The executives of the exposition contacted prominent members of the African American community, inviting them to make appearances as their schedules allowed, among them future Supreme Court justice Thurgood Marshall, at the time legal counsel for the National Association for the Advancement of Colored People (NAACP). TheIllinois Writers’ Project of the Works Progress Administration produced a companion volume to the exposition, the Cavalcade of the American Negro, under the editorship of Arna Bontemps. Illustrated by Adrian Troy of the Illinois Art Project, it provides a general if concise history of American black accomplishments between 1865 and 1940 and includes a description of all the exhibits mounted at the exposition. These included dioramas portraying the achievements of African Americans up to the end of the Civil War based on original drawings by artist William E. Scott, murals (among them the Fisk Jubilee Singers performing for Queen Victoria), and portraits of famous members of the black community, notably Robert Abbott, the recently deceased editor of the black weekly newspaper the Chicago Defender. Local history appeared in an exhibit on the black community as builders of Chicago (complete with a topographical map), while topical exhibits on aspects of the national black community ranged from public health, education, and art to eight federal agencies involved with community life. Major figures in the history and role of the black press in national progress were depicted in a mural by Charles White, while the sports exhibit was the personal contribution of boxing great Joe Louis. The exhibits represented the black communities of every American state, several Caribbean islands, and Liberia.

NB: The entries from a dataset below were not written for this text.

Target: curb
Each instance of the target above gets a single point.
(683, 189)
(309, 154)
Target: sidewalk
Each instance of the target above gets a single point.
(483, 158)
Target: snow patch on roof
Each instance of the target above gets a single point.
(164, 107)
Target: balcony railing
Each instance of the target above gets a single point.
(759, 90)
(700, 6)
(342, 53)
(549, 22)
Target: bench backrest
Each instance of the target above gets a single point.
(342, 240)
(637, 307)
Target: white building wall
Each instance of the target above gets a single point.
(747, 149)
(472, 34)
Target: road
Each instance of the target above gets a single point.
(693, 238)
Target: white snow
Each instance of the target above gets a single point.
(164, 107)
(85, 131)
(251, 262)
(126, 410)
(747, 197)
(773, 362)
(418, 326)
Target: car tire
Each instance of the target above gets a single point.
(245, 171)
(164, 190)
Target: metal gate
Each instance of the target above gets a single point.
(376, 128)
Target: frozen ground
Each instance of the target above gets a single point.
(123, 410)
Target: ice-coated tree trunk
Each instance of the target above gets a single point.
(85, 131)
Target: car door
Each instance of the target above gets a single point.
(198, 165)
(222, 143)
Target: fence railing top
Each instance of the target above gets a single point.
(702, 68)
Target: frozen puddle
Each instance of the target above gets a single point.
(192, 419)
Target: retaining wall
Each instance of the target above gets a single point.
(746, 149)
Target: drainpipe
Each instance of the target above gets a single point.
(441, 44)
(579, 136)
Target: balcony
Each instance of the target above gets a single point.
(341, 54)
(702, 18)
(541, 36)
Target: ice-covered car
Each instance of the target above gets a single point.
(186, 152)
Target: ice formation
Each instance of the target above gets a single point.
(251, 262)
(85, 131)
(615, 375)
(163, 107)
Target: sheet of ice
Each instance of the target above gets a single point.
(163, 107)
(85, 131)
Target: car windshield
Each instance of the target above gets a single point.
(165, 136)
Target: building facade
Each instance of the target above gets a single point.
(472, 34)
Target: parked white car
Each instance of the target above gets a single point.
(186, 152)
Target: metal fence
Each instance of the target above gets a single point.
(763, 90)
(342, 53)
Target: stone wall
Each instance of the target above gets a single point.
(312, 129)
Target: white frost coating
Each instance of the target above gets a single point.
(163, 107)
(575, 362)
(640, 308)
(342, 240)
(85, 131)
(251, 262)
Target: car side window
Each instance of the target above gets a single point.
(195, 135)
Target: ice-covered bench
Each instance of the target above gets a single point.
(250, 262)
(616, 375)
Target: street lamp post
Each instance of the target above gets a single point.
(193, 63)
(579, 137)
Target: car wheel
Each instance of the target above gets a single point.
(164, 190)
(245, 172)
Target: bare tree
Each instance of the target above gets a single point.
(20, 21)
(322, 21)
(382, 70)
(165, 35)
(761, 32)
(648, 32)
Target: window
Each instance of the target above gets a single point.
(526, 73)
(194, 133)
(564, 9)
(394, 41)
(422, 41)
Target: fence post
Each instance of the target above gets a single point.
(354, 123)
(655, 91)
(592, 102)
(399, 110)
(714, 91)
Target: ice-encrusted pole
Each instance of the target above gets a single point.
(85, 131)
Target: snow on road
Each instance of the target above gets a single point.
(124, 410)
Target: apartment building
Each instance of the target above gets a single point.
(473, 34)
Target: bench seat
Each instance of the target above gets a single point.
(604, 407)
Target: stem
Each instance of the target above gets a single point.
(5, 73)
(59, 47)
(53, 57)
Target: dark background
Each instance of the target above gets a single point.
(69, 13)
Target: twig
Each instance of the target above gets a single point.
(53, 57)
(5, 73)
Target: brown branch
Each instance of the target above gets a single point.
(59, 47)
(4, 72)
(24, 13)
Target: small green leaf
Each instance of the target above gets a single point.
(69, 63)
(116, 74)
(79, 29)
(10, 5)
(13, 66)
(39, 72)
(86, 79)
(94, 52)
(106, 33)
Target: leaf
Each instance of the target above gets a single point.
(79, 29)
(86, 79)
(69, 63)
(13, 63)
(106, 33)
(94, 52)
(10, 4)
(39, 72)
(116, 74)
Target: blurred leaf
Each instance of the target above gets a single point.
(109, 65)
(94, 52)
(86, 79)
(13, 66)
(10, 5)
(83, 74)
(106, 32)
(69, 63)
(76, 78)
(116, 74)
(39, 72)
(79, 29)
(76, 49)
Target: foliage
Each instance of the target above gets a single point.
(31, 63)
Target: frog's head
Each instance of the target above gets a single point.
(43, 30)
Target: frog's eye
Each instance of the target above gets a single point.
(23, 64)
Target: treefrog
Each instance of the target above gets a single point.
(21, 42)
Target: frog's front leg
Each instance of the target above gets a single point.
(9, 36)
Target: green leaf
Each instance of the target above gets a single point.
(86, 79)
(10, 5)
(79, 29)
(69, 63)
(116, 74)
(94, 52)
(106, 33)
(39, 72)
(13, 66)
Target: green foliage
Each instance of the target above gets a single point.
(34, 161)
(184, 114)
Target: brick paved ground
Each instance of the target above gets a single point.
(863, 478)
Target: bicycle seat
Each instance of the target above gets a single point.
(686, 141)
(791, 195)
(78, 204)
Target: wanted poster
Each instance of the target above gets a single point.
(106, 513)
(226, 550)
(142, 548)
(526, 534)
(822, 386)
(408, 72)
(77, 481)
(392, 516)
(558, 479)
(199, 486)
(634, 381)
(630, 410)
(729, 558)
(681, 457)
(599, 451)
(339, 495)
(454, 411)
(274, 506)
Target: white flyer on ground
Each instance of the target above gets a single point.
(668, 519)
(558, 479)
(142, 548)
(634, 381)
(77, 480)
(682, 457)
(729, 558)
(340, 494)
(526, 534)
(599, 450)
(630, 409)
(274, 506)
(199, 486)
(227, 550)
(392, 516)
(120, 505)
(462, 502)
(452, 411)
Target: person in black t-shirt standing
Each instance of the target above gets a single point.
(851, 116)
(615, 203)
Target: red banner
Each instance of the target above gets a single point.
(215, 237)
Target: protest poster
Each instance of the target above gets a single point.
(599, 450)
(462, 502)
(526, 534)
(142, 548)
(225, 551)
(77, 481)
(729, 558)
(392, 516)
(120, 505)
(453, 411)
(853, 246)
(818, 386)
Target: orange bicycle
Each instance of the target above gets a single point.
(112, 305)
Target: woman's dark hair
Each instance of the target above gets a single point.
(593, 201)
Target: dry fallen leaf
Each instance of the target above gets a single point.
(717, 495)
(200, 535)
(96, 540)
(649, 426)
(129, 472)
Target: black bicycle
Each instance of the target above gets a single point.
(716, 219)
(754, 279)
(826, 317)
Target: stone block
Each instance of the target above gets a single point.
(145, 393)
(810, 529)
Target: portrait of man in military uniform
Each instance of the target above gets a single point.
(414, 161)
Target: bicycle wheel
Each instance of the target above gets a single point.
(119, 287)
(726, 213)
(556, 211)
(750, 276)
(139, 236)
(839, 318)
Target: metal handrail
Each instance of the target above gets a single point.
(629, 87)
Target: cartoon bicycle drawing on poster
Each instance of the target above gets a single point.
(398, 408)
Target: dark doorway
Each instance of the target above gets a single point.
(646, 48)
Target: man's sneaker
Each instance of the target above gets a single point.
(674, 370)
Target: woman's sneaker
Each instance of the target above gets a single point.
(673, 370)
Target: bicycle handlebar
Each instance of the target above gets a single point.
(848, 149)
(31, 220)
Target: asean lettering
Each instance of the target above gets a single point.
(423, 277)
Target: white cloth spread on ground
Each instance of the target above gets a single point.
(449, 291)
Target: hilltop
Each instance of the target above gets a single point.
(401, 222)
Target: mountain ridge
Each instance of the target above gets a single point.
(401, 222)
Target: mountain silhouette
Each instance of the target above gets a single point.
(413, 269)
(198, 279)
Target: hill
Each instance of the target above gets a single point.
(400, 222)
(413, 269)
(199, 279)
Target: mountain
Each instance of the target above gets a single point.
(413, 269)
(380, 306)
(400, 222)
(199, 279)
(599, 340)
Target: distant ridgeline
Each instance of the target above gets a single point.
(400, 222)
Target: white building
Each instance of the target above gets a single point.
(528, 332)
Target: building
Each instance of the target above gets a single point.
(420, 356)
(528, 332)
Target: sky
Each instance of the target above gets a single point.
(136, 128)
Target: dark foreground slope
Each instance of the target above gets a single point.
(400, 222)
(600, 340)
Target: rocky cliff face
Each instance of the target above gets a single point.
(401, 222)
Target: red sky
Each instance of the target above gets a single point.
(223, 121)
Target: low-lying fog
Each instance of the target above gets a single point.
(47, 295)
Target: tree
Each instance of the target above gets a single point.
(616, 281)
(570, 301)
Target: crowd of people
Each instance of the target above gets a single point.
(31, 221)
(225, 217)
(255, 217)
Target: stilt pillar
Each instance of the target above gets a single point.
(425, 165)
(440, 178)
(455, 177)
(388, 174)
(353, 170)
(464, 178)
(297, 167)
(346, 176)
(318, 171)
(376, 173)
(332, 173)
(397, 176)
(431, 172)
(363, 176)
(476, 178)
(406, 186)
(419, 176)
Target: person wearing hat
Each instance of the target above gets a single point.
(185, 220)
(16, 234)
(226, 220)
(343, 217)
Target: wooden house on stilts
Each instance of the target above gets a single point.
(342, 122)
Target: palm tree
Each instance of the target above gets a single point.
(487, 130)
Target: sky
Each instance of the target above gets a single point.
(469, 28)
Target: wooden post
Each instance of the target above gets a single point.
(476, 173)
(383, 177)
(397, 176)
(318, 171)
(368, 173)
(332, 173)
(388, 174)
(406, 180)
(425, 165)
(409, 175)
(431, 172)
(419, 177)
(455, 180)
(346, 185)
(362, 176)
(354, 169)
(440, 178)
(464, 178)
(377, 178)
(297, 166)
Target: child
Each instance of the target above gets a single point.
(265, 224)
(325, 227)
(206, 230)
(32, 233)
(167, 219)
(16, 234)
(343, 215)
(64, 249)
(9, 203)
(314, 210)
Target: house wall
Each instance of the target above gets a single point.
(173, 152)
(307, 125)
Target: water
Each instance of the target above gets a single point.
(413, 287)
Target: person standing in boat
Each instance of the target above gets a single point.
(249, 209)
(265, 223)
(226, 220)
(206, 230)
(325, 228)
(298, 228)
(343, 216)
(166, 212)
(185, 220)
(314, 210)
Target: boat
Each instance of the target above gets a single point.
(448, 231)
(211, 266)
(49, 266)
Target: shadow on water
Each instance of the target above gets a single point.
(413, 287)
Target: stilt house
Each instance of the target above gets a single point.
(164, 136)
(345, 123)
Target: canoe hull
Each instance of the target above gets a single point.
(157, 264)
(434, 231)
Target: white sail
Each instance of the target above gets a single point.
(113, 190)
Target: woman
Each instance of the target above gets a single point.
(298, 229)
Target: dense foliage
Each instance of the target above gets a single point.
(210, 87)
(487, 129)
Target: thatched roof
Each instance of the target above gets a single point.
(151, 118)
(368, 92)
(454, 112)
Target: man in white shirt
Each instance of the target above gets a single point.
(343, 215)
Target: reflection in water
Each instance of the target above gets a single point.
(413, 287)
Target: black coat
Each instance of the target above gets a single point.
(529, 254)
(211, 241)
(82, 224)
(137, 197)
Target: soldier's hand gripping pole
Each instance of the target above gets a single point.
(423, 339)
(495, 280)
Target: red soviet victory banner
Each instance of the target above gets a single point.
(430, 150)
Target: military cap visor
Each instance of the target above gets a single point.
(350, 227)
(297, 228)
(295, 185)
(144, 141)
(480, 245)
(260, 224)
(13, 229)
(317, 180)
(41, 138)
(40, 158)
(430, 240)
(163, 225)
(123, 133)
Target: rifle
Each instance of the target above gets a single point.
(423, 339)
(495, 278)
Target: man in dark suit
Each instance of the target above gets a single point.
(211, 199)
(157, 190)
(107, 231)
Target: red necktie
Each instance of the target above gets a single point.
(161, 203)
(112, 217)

The planned disbanding of Chicago’s unit of the federal theater was postponed to allow the troupe members to perform in “Cavalcade of the Negro Theater” and a second show, “Tropics After Dark,” written by Bontemps and Langston Hughes. Weekly schedules containing an astonishing number of events were published in the Defender, ranging from days devoted to individual states and their black citizens to the work of black organizations as varied as the Urban League, the National Association of Negro Musicians, and the African Methodist Zion churches and Tuskegee Institute. The exposition organizers also originated the idea of a documentary on black schools and colleges, which was produced by the American Film Institute under the title One Tenth of Our Nation (1940).
Impact
The sheer diversity and national scope of the American Negro Exposition eventually drew a crowd of 250,000, including a significant number of whites, far short of the two million predicted. Although the ongoing war in Europe would nearly erase the exposition from public consciousness, the two-month-long fair galvanized the black community.
Bibliography
Green, Adam Paul. Selling the Race: Cultural Production and Notions of Community in Black Chicago, 1940-1955. Ph.D. dissertation, Yale University, 1998.
Rydell, Robert W. World of Fairs: The Century-of-Progress Expositions. Chicago: University of Chicago Press, 1993.
Writers’ Program of the Work Projects Administration in the State of Illinois. Cavalcade of the American Negro. Chicago: Diamond Jubilee Exposition Authority, 1940.